Да, каждый шаг, продиктованный жаждой бесполой ли смерти, или бесполости счастья, вел меня в этот лес.

Лес был негустой, но стоило отыскать тропинку и, отдавшись на волю случая, углубиться в него, как сразу же ощущалось, что не случайно в народе его прозвали дебрями: никто никогда не наведывался сюда, чтобы, пометив деревья мелом, валить их и после обрезки сучьев вывозить на телегах, здесь, видимо, ни хворост не собирали, ни землянику, что росла по краям его населенных улитками полян, ни малину и ежевику, никто не ходил по грибы, и казалось, будто испокон веку, с невообразимо, страшно далеких времен в этом лесу и с этим лесом не происходило ничего, кроме того, что мы можем назвать историей флоры и фауны, что, конечно, не так уж и мало; проклевывались из земли, подрастали, жили и по ходу бесстрастно текущих веков умирали деревья, между тем как внизу, пока хватает проникающего сквозь раскидистые кроны света, пускают ростки, поднимаются, крепнут кустарники, папоротники, хвощи, лианы, лопухи, крапива, всякого рода бурьян, цветы, в зависимости от сезона ослепительно яркие или болезненно-призрачные, а когда густеющие кроны деревьев лишают их света, они постепенно гибнут и уступают место предпочитающим мрак и прохладу мхам, лишайникам и грибам, которые, поедая гниль, продолжат поддерживать жизнь в ноздреватом слое земли; стояла глубокая тишина, тоже древняя, загустевшая от безветрия, и воздух настолько напоен был резкими запахами, что через минуту человека охватывало приятно пьянящее полуобморочное состояние, к тому же здесь было всегда чуть теплее, чем в трезвом наружном мире, то было тепло испарений, от которых кожа становится маслянистой и скользкой, как слизистое тело улитки; и, разумеется, тропы здесь были не настоящие, жизнь на них была вытоптана не человеческими ногами, а сам лес устроил свою жизнь таким образом, чтобы в нем имелись ходы, причудливые, извилистые и непредсказуемые, своего рода разрывы, паузы в непрерывной истории земной поверхности, которым только наш человеческий интеллект, преследующий свои цели, осмеливается давать имена, ибо он привык, не считаясь с другими, быть может гораздо более важными событиями, идти напролом через гущу вещей и в своей примитивной манере использовать безгласность природы.

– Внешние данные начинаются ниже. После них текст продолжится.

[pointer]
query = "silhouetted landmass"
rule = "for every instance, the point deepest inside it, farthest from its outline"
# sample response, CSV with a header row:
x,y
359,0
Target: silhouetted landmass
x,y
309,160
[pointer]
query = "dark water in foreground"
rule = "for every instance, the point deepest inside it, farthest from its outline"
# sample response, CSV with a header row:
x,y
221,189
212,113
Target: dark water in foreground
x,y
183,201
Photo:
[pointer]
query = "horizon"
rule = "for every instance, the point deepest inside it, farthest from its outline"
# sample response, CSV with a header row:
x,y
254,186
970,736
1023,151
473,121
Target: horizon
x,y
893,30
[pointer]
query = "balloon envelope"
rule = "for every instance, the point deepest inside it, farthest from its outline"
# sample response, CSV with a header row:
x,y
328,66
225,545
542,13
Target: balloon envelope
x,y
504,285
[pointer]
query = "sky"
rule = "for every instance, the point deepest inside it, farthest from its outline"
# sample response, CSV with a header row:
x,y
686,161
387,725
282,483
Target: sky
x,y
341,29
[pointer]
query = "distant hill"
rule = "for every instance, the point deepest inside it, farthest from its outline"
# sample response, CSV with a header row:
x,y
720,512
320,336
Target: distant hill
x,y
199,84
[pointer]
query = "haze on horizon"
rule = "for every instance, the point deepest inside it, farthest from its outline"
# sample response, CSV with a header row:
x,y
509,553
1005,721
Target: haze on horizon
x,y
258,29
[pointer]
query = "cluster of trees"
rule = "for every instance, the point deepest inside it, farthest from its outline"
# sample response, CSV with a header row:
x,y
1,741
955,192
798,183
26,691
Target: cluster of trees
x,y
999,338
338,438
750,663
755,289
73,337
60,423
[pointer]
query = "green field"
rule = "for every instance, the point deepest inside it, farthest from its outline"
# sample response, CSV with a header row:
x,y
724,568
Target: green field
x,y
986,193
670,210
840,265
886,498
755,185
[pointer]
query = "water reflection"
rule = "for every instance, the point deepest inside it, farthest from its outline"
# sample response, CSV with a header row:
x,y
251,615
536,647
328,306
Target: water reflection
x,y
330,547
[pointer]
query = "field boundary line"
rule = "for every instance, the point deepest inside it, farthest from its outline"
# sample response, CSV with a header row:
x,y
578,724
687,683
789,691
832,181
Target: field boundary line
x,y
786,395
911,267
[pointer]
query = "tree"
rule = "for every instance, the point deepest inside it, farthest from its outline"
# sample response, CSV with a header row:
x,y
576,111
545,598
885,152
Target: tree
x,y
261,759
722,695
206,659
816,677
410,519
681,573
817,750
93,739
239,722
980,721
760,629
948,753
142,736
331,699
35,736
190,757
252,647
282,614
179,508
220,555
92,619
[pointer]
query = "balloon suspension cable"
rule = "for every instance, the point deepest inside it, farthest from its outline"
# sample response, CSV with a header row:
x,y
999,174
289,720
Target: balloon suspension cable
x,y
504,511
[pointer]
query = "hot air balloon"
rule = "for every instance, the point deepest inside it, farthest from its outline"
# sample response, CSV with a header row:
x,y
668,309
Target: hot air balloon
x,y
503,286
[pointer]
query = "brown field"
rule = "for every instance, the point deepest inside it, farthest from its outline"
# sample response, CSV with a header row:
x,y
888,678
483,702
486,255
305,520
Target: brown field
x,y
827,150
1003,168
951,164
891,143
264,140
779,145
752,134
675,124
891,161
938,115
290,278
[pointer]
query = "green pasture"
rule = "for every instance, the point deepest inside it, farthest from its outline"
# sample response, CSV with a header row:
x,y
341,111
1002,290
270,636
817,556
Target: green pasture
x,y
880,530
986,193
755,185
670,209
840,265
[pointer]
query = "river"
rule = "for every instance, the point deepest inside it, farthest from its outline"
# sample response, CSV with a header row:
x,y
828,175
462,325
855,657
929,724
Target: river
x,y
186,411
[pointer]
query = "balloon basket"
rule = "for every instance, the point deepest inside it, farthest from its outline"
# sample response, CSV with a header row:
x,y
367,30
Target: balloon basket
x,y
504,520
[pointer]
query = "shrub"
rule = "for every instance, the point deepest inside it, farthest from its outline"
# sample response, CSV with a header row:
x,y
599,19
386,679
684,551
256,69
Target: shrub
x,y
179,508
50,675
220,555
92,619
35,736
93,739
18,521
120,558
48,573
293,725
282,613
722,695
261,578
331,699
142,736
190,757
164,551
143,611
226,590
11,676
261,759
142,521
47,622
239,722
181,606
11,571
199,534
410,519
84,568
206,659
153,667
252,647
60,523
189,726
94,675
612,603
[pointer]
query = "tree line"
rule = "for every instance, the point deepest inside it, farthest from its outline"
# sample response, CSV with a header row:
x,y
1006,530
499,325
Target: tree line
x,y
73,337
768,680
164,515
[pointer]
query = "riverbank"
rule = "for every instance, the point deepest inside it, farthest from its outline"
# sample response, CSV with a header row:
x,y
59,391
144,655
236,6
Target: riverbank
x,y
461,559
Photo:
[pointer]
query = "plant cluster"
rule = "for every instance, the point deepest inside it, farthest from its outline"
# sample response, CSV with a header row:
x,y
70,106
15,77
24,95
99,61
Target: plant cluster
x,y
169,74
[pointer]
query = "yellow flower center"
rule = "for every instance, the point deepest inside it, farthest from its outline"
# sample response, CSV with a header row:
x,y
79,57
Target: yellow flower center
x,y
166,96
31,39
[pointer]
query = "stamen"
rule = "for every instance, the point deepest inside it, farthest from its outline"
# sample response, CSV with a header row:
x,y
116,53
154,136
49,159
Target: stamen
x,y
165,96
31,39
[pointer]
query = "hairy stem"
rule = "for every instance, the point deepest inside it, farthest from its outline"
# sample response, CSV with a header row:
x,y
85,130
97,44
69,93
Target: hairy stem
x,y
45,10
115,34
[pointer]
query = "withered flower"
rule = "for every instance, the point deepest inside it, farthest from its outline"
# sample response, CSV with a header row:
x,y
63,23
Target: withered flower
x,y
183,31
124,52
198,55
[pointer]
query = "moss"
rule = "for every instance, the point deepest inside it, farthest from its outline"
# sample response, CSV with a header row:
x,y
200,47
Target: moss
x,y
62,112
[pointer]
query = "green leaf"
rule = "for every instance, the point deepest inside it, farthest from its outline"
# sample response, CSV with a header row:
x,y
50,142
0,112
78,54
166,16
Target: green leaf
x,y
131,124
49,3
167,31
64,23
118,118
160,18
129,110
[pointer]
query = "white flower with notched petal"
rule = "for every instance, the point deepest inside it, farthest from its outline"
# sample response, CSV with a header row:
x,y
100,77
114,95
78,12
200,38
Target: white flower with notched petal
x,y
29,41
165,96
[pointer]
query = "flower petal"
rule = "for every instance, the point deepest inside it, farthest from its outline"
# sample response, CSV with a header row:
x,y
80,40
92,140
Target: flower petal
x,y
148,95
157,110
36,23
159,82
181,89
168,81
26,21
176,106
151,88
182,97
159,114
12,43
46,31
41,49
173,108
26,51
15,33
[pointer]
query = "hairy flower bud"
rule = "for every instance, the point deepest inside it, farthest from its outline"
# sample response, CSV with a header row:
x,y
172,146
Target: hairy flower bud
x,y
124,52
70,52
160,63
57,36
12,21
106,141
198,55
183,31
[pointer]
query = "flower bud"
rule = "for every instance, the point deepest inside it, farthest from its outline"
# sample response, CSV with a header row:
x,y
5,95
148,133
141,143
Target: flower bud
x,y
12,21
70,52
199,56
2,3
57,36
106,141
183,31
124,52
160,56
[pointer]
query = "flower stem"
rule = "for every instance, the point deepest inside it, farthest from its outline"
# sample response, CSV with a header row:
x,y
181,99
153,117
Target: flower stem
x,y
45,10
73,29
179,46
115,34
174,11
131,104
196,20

Размытые дождями овраги, куда скатываются, гремя, галька и мелкие камешки, пологие лощины, где дождевой поток расстилает перед собой раскрошенные комья земли, ковровые дорожки мягкого мха и такие завалы палой листвы, что в их прели задыхаются даже грибы; пройти здесь можно, но вовсе не беспрепятственно, потому что естественный ход неожиданно преграждает то вымахавший на теплом солнечном пятне куст, то кряжистый ствол упавшего дерева, а то и огромный и скользкий черный подкидыш, как метко называют гладкие ледниковые валуны, которые, как гласят предания, великаны северных морей расшвыряли по всей прибрежной равнине, где после того, как утихли их битвы, и выросли эти молчаливые леса.

Темно-зеленый полумрак.

Иногда что-то прошуршит, упадет, обломится, треснет.

Никому неизвестно, как течет и проходит здесь время, но пока ты слышишь, как хрустят у тебя под ногами ветки, и чувствуешь, что каждый хруст нарушает твое безмолвие, ты еще не совсем здесь.

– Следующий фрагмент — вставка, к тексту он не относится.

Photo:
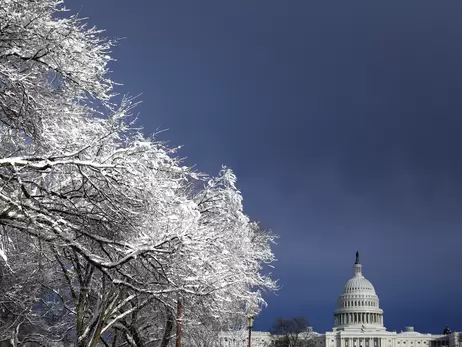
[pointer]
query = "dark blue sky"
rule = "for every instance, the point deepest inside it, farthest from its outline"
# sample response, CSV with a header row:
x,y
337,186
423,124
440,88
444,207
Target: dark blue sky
x,y
343,122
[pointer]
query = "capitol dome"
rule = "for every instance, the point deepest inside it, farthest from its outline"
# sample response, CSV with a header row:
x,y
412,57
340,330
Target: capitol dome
x,y
358,306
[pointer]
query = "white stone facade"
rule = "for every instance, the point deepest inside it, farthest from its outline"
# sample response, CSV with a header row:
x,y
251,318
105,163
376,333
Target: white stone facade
x,y
358,322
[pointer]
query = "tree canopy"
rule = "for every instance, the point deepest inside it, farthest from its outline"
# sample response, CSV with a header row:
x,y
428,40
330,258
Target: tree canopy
x,y
102,228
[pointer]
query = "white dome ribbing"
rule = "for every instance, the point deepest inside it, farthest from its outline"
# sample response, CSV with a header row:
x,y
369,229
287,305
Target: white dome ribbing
x,y
358,306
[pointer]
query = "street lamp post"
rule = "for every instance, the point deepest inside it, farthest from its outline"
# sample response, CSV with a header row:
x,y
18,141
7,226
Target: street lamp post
x,y
251,319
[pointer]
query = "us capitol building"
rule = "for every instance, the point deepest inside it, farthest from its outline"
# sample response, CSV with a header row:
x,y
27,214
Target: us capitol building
x,y
358,322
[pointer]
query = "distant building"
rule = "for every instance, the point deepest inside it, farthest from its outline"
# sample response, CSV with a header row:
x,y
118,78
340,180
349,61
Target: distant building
x,y
358,322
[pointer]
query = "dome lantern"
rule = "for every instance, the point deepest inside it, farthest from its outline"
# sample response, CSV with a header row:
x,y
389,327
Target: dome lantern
x,y
358,306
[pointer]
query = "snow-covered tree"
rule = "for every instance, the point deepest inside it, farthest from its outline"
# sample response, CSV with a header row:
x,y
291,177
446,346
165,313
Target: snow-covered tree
x,y
102,228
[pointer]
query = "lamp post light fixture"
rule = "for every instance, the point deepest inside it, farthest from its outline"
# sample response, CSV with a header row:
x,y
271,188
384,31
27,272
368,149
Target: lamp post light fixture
x,y
251,319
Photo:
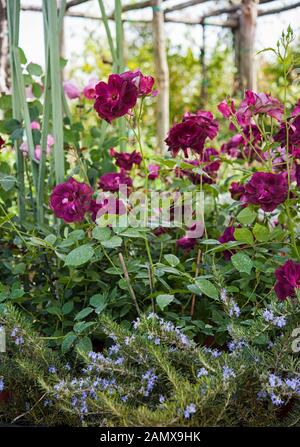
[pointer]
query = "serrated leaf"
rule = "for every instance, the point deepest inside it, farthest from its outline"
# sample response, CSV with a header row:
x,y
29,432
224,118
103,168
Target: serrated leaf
x,y
68,341
261,232
242,262
207,288
113,242
244,235
101,233
83,313
85,345
172,260
246,216
79,255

Пока ты стремишься найти себе какое-то место, о котором ты, правда, не знаешь, какое оно, пока не позволишь лежащему перед тобою пути самому вести тебя за собой, ты еще не совсем здесь.

За неплотной завесой кустарников шевельнулся ствол дерева, как будто кто-то, стоявший за ним, сдвинулся с места, точно так же и ты постоянно из-за чего-то выглядываешь и снова скрываешься в чаще.

До тех пор, пока лес будет казаться тебе красивым.

Здесь ты у всех на виду, точнее, у всех на виду и одновременно скрыт.

Описание леса не удавалось мне, как бы мне ни хотелось передать ощущение леса.

Пока ты помнишь развилки и повороты, препятствия и скрещения оставленных позади путей, чтобы иметь возможность вернуться туда, откуда ушел, пока ты в страхе глядишь на растения, будто на лица людей, пока считаешь их указателями, наделяешь их формой, историями и свойствами, чтобы они в благодарность помогли тебе вернуться обратно, ты еще не совсем здесь.

Ты еще не совсем здесь, даже когда уже знаешь, что ты здесь не одинок.

О лесных существах мне хотелось рассказывать так, как рассказывал об улитках Кёлер, хотелось позаимствовать у него стиль.

Ты больше не осознаешь себя или, точнее, спохватываешься вдруг, что прошло какое-то время, и ты не знаешь сколько, может, много, а может, мало, но тебя это ничуть не волнует.

И ты стоишь, не зная, что ты стоишь, ты смотришь на что-то, но не знаешь, на что, и руки твои почему-то раскинуты в стороны, как будто ты тоже дерево.

Нет, рассказать об этом мне все-таки не удастся.

Ты можешь чувствовать то, что, по-видимому, не чувствует дерево.

До слуха твоего донесся какой-то шорох, эти шорохи здесь всегда, но ты не знал, что их слышишь.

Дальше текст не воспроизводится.